In the event of treatment injuries, the legislation and patient insurance of the country providing the treatment is always applied. In case you are unhappy with the treatment you received, you should primarily try to sort the matter out with the treatment provider. The national contact point can help you with finding the right authority if you wish to make a complaint.
Germany has a two-part health insurance system. In addition to statutory health insurance funds, the country also has private health insurance. The “benefits-in-kind principle” applies in statutory health insurance. This means that persons with statutory health insurance do not have to pay the health care provider (for example, their doctor) an upfront payment for the treatment they receive. Instead, the healthcare provider provides the necessary service and subsequently bills the service to the statutory healthcare insurer of the insured person, the “health insurance funds”.
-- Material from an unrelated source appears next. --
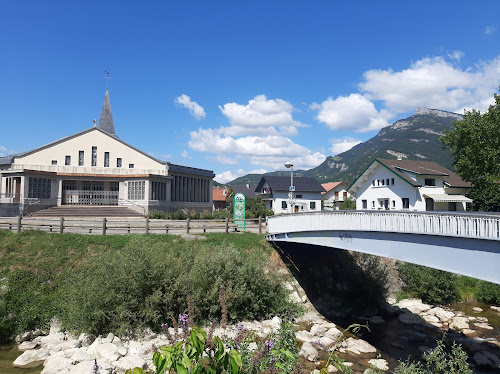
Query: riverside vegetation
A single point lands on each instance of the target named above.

The benefits included in the health insurance are regulated according to statutory requirements. The various health insurance funds can offer additional benefits that complement the mandatory benefits. However, more than 90 percent of the benefits offered are set by law to be uniform for all patients with statutory health insurance. There are also benefits that are not listed in the Standard Schedule of Fees (Einheitlicher Bewertungsmaßstab, EBM). These benefits listed as “individual health services” (individuelle Gesundheitsleistungen, IGEL) are only available on a self-payment basis. The expenses of these individual health services are not reimbursed to a patient with statutory health insurance.
The “benefits-in-kind principle” does not apply in private health insurance. This means that if the patient has private health insurance, the health care provider will bill for the treatment after it is completed. The amount of the cost for the individual benefits is set by fee scales. Usually, the patient pays the bill and submits it to his/her health insurance company, which reimburses the price of the treatment either partially or fully.